4月7日にタイ人の女の子がフェイスブックに投稿したこんな悲痛な声がタイで報じられました。このナッチャーさんはトランジットのため到着した羽田空港から先の便が新型コロナウイルスの影響で欠航したことで何日も空港内で寝泊まりしているというのです。

アメリカでの交換留学期間は6月まででしたが、新型コロナウイルスの影響で切り上げて帰国せざるを得なくなり、4月2日に羽田経由でバンコクへ帰る航空券を手に交換留学生仲間と5人でアメリカを出発しました。

3日夜、羽田空港に到着したところで予想もしなかった出来事に遭遇しました。この日タイが4日午前0時から6日までタイに向けた航空機の飛行を禁止する措置を発表したことを知らされたのです。

もちろん搭乗予定だった羽田発バンコク行きの便は欠航に。7日の便に変更されてしまいました。日本はタイに対する観光ビザ免除措置で3月28日から停止しているため、日本入国もできず4日間羽田空港内で寝泊まりをせざるを得なくなってしまいました。

しかし4日朝には在京タイ大使館職員が駆け付けてマスク、ハンドジェル、アルコール、ゴーグルなどの支援物資を届け、さらに航空会社からもブランケットの貸し出しを受けることができました。

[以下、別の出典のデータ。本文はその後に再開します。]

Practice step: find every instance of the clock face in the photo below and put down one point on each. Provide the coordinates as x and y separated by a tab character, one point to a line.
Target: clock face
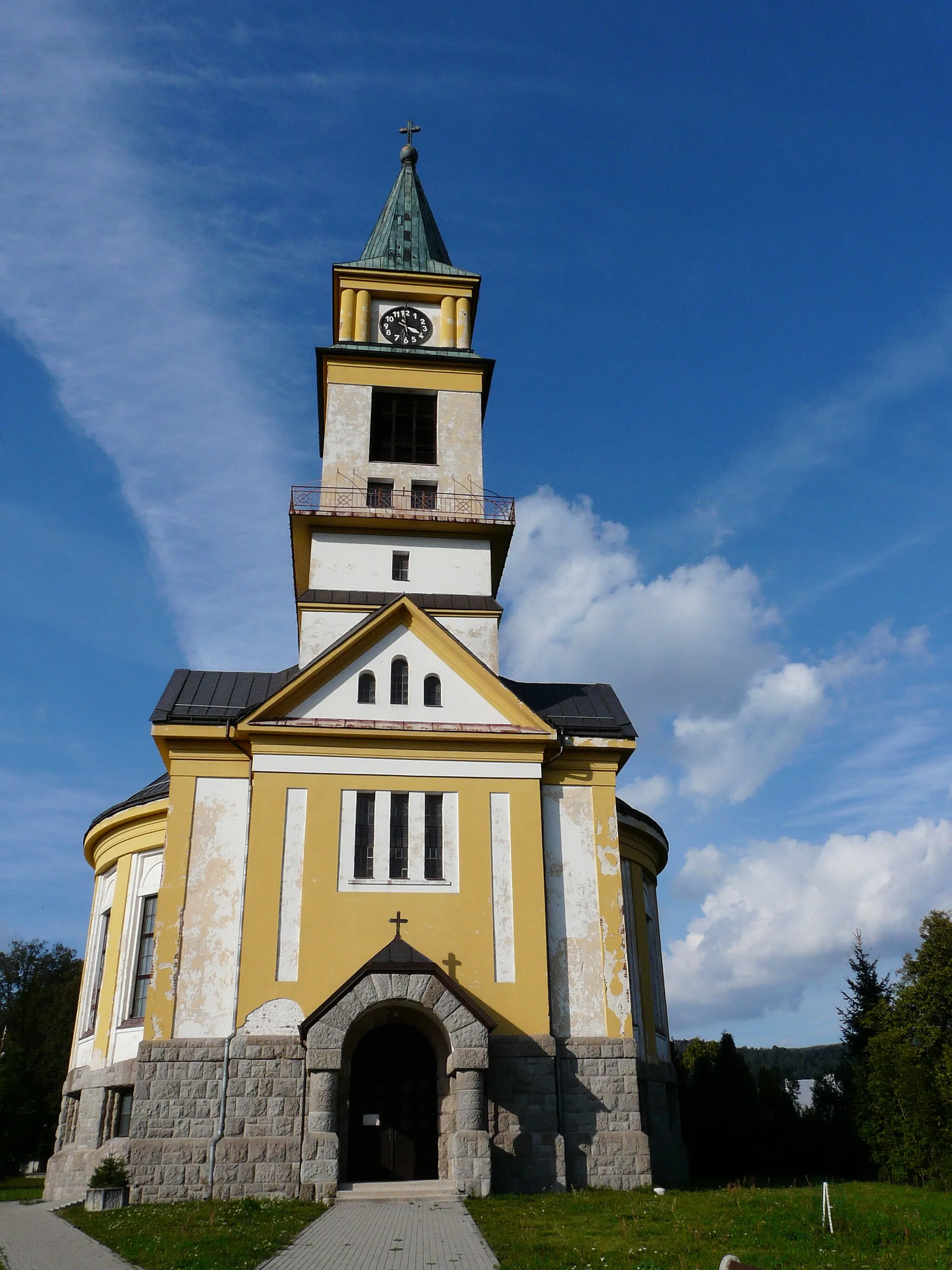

4晩を空港内の出発ゲート前の椅子で過ごしたナッチャーさんは「椅子で寝るのは体が痛いし良く寝られません。丈夫な体でもウイルスに感染するかもしれません」と不安な気持ちを訴えていました。その間に同じようにトランジットで羽田に到着して足止めされたタイ人が増え、高齢者から子供まで32人に達していました。

苦難はまだ終わりません。タイは6日になってタイに向けた航空機の飛行禁止措置をさらに18日まで延長すると発表したのです。

「みなさん、タイ人同士どうか可哀そうに思って助けてください。私達はまだこの空港で足止めされています」

国際便が軒並み欠航となり、空港内のショップやレストランも営業休止が目立ち始める中、ナッチャーさんはこう助けを求める声を上げていました。

さらに11日間も空港内で寝泊まりさせるわけにいかないことから、タイ外務省と在京タイ大使館が動きました。羽田空港に取り残された32人に加え、日本国内でタイへ帰国できずにいたタイ人も含めて、チャーターした全日空機で全員をタイに帰国させたのです。

8日15時半にバンコクへ到着したナッチャーさんもようやく一安心、とはまだいきませんでした。タイは海外から到着した人に対して国の手配した施設で14日間の隔離を義務付けているからです。

今頃ナッチャーさんは施設で隔離生活を送っていることでしょう。今月末にはウイルス検査を受けたのち、無事に家に帰れることと思われます。